最初は試作車の小型セダンを土台にイメージスケッチが描かれましたが、やがて2代目スカイラインの開発が始まると、こちらを土台にしたでざいんに修正されます。
初代はノーズが短く、ミドシップの宇宙船みたいな佇まいだったのが、スカイラインに合わせてノーズが引き伸ばされ、GTカーとしてのプロポーションが整います。

ノーズに収まっているのはスカイライン搭載の4気筒エンジン、つまり当時としては先進的なOHCで、ツインキャブレターを奢ったものでした。
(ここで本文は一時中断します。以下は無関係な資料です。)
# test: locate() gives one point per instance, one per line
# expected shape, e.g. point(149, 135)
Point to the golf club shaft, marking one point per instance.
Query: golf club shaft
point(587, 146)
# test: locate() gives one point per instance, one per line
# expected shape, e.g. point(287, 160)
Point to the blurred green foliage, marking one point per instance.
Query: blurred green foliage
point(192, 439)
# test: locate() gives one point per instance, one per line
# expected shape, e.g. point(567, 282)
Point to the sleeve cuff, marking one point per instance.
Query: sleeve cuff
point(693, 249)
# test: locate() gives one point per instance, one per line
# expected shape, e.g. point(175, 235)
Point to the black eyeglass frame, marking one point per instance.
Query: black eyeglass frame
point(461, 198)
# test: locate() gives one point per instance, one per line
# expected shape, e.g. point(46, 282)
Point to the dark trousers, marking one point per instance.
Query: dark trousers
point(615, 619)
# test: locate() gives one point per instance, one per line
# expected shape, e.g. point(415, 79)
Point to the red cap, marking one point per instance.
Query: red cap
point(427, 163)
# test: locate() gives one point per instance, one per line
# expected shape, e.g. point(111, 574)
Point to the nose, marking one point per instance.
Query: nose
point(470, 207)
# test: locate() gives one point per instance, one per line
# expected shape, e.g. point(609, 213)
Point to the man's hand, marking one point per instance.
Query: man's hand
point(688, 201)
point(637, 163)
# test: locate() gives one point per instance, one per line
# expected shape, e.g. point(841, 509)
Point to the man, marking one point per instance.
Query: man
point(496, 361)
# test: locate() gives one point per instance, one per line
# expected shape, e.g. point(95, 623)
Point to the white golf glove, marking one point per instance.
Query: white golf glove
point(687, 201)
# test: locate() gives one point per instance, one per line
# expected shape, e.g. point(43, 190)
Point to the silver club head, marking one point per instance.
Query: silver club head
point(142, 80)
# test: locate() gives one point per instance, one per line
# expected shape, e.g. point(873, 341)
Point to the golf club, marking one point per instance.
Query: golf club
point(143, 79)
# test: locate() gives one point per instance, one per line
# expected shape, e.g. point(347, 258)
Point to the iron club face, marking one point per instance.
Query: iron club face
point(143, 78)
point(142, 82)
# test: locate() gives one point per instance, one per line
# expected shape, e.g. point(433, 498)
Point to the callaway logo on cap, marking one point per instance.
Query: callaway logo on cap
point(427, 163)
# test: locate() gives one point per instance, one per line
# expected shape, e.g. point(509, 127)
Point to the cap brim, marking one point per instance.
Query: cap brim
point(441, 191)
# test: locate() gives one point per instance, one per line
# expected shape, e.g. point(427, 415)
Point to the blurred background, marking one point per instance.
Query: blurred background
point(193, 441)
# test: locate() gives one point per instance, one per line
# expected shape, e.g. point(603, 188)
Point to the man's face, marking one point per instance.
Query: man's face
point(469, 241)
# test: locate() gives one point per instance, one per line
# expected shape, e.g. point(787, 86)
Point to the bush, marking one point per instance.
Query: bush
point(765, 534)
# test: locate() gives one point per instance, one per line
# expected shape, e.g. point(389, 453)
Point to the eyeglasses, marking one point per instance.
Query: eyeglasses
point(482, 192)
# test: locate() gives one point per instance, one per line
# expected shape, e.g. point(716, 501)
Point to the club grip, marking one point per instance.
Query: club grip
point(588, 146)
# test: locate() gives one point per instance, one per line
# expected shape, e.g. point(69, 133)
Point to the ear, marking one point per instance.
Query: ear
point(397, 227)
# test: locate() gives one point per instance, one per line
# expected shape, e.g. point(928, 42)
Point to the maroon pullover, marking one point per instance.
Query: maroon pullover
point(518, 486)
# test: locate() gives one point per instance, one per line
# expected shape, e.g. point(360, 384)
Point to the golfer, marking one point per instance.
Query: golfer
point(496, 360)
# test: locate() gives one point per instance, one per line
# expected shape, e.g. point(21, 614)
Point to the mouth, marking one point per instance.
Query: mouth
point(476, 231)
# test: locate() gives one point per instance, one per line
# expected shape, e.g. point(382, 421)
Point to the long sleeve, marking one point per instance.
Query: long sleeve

この幻のスカイライン1900スプリントを再生産しようというプロジェクトが始動。
残されていた図面と、精密な写真をもとに、3D測定が行われ、実寸のクレイモデルが作られては写真と比較。修正を繰り返して実物と寸分違わぬ木型が出来上がります。
ここからは昔通りの手作業での板金工作・・・・・車台には実際に使われた2代目スカイラインのモノコックシャーシが使われています。

そして、今年春には鈴鹿サーキットで実走するシェイクダウンテスト。そう、モックアップではなく自走できる再生産された車両なのです。
それがこのほど日産本社で展示されている世界にたった一台の2023年製スカイライン1900スプリント。
フロントエンジンとは思えない、優美なフロントスタイルとちょっぴりフェラーリっぽい雰囲気のある魅力的なテール。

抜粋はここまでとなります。